Dopo Mario Monti ed Enrico Letta, anche l’attuale presidente del Consiglio, Matteo Renzi, ha annunciato l’introduzione di un tetto agli stipendi dei manager pubblici. Speriamo che le intenzioni siano autentiche e i risultati tangibili, perché i suoi predecessori non sono riusciti a concludere granché, nonostante i tentativi. In particolare, Mario Monti aveva introdotto una norma per cui le massime cariche di istituzioni o aziende di Stato non avrebbero dovuto guadagnare più del presidente della Corte di cassazione, circa 300mila euro all’anno. Secondo quanto scriveva domenica Sergio Rizzo sul Corriere della sera, il provvedimento non ha centrato l’obiettivo. Già in corso di approvazione si era “sgonfiato” quando, stabilito che esso si sarebbe applicato ai burocrati statali, si demandava al Ministero del tesoro di occuparsi della questione dei manager delle aziende pubbliche, più complicata da trattare.

All’ultimo, un emendamento di una deputata leghista venne approvato e il taglio scattò quindi per tutti. A quel punto successe qualcosa che Rizzo descrive così: «Il Tesoro riesce a metterci una pezza per le società quotate come Eni, Enel, Finmeccanica e Terna, che vengono così salvate. Passa poi qualche mese e spunta magicamente un altro emendamento, con il quale si escludono dal tetto anche le società non quotate ma che hanno emesso “strumenti finanziari” sui mercati non regolamentati. Una fattispecie del tutto inedita, che però consente di tirare fuori dal mazzo le Ferrovie dello Stato con gli 873.666 euro di Mauro Moretti, la Cassa depositi e prestiti con il milione 35 mila euro di Giovanni Gorno Tempini, e le Poste con il milione e mezzo di Massimo Sarmi. Ma non è ancora finita. Perché un ennesimo emendamento precisa, a scanso di equivoci, che il tetto non vale nemmeno per le loro controllate». In definitiva, il provvedimento è andato a toccare gli stipendi di ben due dirigenti pubblici, su 7.411 società pubbliche esistenti. Una legge concepita con l’intento di fare piazza pulita dei super-stipendi è stata svuotata del suo contenuto al punto da poter essere definita, a tutti gli effetti, ad personam.

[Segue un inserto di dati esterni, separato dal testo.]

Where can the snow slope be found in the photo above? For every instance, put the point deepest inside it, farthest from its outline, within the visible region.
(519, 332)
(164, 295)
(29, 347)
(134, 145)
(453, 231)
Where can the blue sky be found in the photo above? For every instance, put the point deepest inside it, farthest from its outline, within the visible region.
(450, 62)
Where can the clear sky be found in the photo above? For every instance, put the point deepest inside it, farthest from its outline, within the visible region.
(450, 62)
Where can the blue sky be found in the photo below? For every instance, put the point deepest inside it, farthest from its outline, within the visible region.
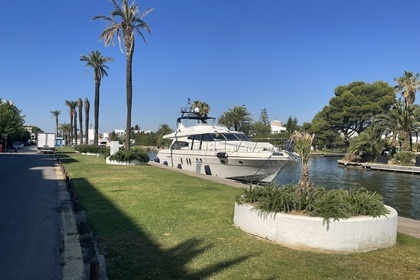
(285, 56)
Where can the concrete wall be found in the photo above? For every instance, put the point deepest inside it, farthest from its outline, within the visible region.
(351, 235)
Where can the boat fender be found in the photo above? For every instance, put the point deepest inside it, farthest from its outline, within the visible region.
(222, 155)
(207, 169)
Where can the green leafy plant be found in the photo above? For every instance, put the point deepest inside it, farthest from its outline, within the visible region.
(136, 153)
(318, 202)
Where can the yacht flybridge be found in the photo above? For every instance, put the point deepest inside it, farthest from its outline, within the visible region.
(215, 150)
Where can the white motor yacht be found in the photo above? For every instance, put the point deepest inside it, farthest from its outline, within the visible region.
(218, 151)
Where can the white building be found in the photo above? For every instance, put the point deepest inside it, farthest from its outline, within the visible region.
(277, 126)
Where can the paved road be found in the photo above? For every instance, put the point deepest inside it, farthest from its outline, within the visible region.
(30, 224)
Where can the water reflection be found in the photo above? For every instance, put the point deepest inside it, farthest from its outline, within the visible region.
(401, 191)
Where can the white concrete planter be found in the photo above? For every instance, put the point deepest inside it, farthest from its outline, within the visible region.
(352, 235)
(133, 162)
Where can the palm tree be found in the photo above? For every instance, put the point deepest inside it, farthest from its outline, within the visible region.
(66, 128)
(400, 121)
(408, 84)
(86, 104)
(97, 61)
(55, 115)
(72, 105)
(80, 109)
(238, 117)
(302, 145)
(123, 22)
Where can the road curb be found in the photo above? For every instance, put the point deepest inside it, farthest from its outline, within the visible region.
(73, 268)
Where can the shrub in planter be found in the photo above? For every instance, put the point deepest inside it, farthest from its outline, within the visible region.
(318, 202)
(130, 155)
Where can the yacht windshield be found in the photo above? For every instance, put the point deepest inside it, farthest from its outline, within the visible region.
(242, 137)
(231, 137)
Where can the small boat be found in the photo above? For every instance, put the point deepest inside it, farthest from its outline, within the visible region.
(215, 150)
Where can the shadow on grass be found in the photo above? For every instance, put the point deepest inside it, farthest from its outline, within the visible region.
(65, 159)
(131, 253)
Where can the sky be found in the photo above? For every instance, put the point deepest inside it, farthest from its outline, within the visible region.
(284, 56)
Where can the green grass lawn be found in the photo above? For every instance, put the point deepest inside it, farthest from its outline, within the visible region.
(153, 223)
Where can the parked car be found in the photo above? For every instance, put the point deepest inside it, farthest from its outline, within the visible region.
(18, 145)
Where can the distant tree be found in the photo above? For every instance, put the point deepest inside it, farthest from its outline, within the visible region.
(55, 115)
(325, 137)
(259, 129)
(264, 117)
(124, 21)
(302, 142)
(146, 139)
(86, 104)
(306, 127)
(401, 122)
(407, 85)
(237, 117)
(353, 107)
(98, 62)
(80, 108)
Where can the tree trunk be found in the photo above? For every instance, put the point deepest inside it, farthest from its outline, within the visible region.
(96, 113)
(86, 121)
(305, 183)
(129, 97)
(56, 126)
(80, 119)
(71, 127)
(75, 126)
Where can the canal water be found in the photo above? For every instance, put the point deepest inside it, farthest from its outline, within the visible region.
(399, 190)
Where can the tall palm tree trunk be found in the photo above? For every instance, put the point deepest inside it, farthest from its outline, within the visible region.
(71, 127)
(75, 126)
(56, 126)
(87, 107)
(96, 113)
(79, 107)
(129, 97)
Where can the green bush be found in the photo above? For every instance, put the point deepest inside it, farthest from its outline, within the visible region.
(137, 153)
(405, 158)
(318, 202)
(92, 149)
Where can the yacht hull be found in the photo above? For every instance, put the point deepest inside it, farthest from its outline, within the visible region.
(246, 167)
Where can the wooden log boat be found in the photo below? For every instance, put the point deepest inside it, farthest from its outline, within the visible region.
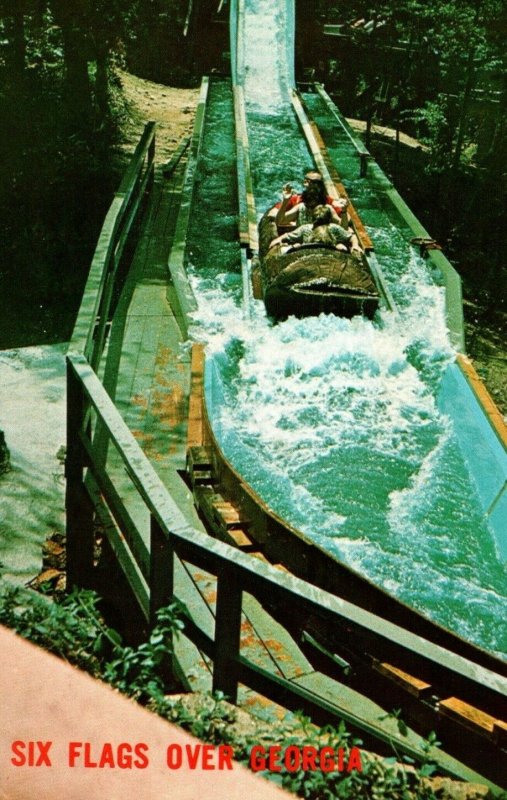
(313, 278)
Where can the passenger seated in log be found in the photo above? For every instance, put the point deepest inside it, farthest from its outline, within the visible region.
(295, 209)
(322, 230)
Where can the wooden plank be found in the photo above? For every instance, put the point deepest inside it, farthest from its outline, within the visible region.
(412, 685)
(195, 430)
(500, 733)
(487, 403)
(467, 715)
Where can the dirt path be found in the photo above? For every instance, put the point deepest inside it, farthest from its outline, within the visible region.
(172, 109)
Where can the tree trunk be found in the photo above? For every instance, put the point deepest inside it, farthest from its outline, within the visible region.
(102, 84)
(16, 53)
(77, 82)
(463, 117)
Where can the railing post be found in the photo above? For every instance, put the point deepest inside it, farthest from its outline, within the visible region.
(161, 570)
(162, 589)
(227, 636)
(78, 506)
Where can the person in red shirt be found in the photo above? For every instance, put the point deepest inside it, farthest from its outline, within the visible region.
(296, 209)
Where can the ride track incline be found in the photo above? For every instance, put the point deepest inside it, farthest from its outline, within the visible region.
(337, 424)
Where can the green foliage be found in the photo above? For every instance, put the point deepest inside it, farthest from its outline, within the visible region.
(74, 630)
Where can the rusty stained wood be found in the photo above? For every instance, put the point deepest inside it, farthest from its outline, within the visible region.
(412, 685)
(195, 434)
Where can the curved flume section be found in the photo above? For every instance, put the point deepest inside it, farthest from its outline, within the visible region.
(335, 422)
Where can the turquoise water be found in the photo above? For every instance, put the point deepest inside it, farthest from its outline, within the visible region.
(333, 421)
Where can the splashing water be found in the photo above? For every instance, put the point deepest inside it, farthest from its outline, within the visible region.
(334, 421)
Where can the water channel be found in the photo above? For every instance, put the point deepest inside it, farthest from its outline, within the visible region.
(334, 422)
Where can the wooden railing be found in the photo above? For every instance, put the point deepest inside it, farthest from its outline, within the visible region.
(90, 330)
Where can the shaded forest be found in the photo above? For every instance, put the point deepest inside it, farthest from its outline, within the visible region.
(436, 72)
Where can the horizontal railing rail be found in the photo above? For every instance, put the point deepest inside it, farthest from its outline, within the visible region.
(89, 334)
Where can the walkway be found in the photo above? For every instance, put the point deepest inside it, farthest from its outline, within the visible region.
(147, 370)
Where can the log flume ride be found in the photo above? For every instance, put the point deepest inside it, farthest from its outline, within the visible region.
(313, 278)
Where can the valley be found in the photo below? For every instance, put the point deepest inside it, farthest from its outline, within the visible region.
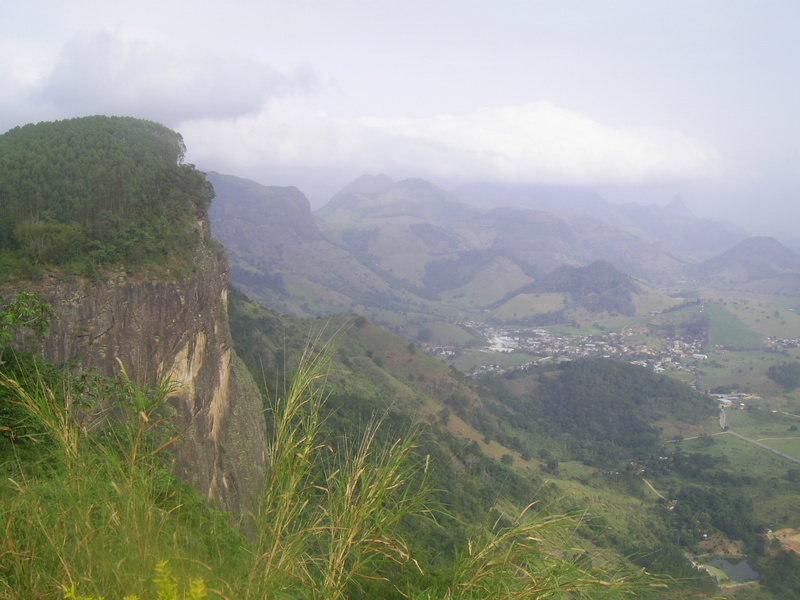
(505, 367)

Detto questo, dovrebbe essere chiaro come mai ci troviamo a essere così sospettosi verso l’annuncio di Renzi, che vorrebbe portare il tetto a un limite ancora più basso, allineato stavolta a quello del Presidente della Repubblica, che attualmente guadagna 239.181 euro lordi. Gli auguriamo di farcela, anche se tutto attorno a lui gli gioca contro, a partire ovviamente dai dirigenti. Il più sfacciato è stato proprio Mauro Moretti, che ha detto che se davvero gli sarà ridotto lo stipendio andrà all’estero. Una minaccia non ci ha fatti tremare sulla sedia, e soprattutto ci fa dire che Moretti dovrebbe fare meglio i propri conti, visto che uno stipendio come il suo non lo otterrà facilmente fuori dall’Italia. I dati Ocse (in questo documento, a pagina 109, grafico 5.5) confermano infatti che il nostro Paese è quello che paga di più in assoluto i propri manager pubblici, con una media tra i 600 e i 700mila euro per i dirigenti “D1”, ossia quelli che vengono subito dopo il ruolo di ministro, e di quasi 400mila i “D2”, che seguono. Sui “D1” siamo i primi in assoluto, con un grande stacco sugli inseguitori, mentre per i “D2” ci fanno compagnia Australia e Nuova Zelanda, più dietro la Germania. Insomma, per quanto duro sia il suo lavoro, Moretti (e i suoi tanti colleghi) farebbe bene a tenerselo stretto.

Le vie d’uscita ci sono. Una la indica proprio una delle due vittime di Monti, Domenico Arcuri, che propone l’eliminazione della quota fissa degli stipendi e una retribuzione legata quindi esclusivamente ai risultati. Ma è banale: i manager si attribuirebbero sempre il massimo e chiusa la questione. Un’altra proposta la rilanciamo da un nostro articolo pubblicato ormai due anni fa, ma che troviamo ancora attuale: «Perché questi ultimi [i manager] non danno volontariamente le dimissioni, facendosi riassumere alle stesse condizioni del contratto precedente, fatto salvo il tetto di stipendio di cui sopra?».